Now you are probably thinking, why not bake with the children, and you are right, I thoroughly enjoy baking with Kaia. At least I do now after I learned to accommodate my ambitions to her level of concentration. I remember a carefully planned baking event, when Kaia turned three. I imagined a beautiful, naivistic-looking cake decorated by my exceptionally talented daughter. Instead, I got icing color rubbed into the wooden tabletop, and brown lumps of gum paste, which brought forth associations not fitting for the top of a birthday cake. I guess I imagined that it would be like playing with modelling clay, and at the same time forgot that it would be like playing with modelling clay. I now know that baking with children is about embracing chaos, a lesson to remember, one of life’s great truths. Some things are out of my control. This includes children baking.

You could therefore argue that I bake in spite of the children. Even though my eldest daughter likes cake (not as much as ice cream, though), I do not bake for her sake. And who would bake for the sake of children? Would not that be the same as sending them off on their bikes without a helmet? People are not exactly fond of sugar these days.

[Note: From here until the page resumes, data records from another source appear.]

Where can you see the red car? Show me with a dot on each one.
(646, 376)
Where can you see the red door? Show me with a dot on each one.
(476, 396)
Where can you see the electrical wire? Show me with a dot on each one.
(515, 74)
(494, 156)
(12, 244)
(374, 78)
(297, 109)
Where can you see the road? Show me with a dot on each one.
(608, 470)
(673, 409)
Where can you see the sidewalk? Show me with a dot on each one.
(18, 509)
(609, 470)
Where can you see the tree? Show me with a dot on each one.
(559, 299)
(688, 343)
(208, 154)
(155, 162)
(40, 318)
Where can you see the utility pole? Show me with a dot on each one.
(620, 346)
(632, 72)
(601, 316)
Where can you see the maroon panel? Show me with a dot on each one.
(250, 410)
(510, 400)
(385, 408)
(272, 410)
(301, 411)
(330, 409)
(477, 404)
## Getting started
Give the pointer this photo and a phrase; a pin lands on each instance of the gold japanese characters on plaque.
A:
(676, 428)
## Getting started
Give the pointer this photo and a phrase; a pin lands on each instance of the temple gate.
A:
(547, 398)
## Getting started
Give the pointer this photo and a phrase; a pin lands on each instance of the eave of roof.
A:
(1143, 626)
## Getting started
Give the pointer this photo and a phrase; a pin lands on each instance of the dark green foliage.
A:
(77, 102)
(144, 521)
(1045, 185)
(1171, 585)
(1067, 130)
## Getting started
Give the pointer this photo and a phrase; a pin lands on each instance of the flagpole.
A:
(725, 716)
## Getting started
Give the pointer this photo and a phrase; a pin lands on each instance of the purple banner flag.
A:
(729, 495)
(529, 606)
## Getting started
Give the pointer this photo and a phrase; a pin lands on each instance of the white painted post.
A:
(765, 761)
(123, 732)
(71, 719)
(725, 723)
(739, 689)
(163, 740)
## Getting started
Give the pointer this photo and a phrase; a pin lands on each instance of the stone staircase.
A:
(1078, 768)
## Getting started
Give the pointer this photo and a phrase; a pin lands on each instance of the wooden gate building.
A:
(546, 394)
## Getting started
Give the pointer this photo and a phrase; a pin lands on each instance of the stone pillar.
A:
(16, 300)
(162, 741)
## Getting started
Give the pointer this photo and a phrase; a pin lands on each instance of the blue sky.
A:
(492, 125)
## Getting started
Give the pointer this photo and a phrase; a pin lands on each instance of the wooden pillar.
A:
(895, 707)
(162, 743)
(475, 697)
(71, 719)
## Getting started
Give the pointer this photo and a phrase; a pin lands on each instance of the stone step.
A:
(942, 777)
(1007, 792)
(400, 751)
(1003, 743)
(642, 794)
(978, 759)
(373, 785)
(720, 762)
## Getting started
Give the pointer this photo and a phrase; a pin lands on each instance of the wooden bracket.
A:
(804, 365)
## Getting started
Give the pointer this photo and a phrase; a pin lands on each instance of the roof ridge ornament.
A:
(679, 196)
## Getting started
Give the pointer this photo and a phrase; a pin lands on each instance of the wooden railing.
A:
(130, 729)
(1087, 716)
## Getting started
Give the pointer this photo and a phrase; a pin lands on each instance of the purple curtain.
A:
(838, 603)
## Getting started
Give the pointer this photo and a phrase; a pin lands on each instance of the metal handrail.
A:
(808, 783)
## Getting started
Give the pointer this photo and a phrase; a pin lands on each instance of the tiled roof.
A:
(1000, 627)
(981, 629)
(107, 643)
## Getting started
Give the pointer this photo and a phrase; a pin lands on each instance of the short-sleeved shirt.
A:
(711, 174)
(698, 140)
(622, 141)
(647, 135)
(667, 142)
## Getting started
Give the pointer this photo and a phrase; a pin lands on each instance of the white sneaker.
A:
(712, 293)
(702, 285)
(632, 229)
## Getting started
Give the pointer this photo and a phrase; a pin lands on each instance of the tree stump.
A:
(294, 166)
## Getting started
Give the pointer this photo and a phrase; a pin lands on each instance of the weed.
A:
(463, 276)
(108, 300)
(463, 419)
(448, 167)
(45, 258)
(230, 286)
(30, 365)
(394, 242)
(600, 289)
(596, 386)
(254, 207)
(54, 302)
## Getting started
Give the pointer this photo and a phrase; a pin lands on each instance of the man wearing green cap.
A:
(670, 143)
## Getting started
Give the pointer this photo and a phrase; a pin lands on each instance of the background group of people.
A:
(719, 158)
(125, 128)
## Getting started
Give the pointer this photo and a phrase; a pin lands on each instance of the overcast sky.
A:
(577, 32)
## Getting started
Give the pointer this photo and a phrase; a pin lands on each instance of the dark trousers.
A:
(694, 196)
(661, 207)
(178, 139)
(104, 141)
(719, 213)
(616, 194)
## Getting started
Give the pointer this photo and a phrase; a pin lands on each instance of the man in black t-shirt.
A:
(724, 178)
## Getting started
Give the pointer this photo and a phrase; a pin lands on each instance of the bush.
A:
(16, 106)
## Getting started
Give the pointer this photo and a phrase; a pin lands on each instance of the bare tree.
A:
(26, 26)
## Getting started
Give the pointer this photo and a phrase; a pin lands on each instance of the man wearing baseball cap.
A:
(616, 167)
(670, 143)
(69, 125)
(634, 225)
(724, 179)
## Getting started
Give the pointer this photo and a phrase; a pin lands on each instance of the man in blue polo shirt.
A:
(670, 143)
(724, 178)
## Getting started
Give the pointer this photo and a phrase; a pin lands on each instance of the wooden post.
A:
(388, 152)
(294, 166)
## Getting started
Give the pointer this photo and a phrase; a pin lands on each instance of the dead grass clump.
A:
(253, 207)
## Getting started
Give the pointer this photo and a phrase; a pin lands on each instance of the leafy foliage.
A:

For me, it is a joy to eat cake, but even better to bake it. From finding the right recipe to gathering ingredients, baking and finally serving it. I guess you could call it a hobby, or perhaps a self-realisation project. A kind of reverse Marathon, where the road to contemplation is at the bottom of the mixer, and not on the other side of the finish line. Where the result is not physical exhaustion, but wellbeing (and in certain cases discomfort, which several of the pictured cakes sadly led to).

Clicking on the pictures will lead you directly to the recipes.

I sometimes trick myself into believing that all this cake baking really is for the sake of the children. Like the other day, when Kaia ran into my arms exclaiming: “Your cake was the best cake ever, and you are the sweetest mum”. But when she five minutes later, rumpled with anger, chocolate foaming at the mouth and cake stains on her clothes, yells “I DO want to watch TV, you are the worst mum ever”, well, then I remember that baking really is for my sake, and not hers.

P.S. Baking is a versatile art form, and photographing cakes is an art in itself. I wish I were good at decorating and photographing cakes, but I am notoriously inept at it, probably because I was born without that particular decorating-gene. Without exception my cakes look like something from a 70s cookbook, when I freestyle. However, I can imitate, and luckily there are many talented cakebakers, -decoraters and -photographers. Here are some of my favorites:

Chocolat
Copenhagen Cakes
Anne au Chocolat
Sofies Spisekammer
Cake Living

Enjoy!

2 comments

  1. Hi Rie, when are you coming back to Australia ? We would like to taste some of your cake’s ,its not fair that we are missing out. Great blogs keep up the good work !! Greetings to you and your family from the two of us .We are always thinking of you guys there in far away Denmark. Sake and Tineke.

    1. Hi Guys, Thank you! I would love to send you a cake, but I´m not sure it would survive the trip, so I guess you have to come to Denmark instead. If you do, I will make you a cake feast – consider that a promise!
      P.S. I would love to come back to Australia to see you – I still have fond memories of our barbecue in the national park, and the emus intent on stealing our dinner.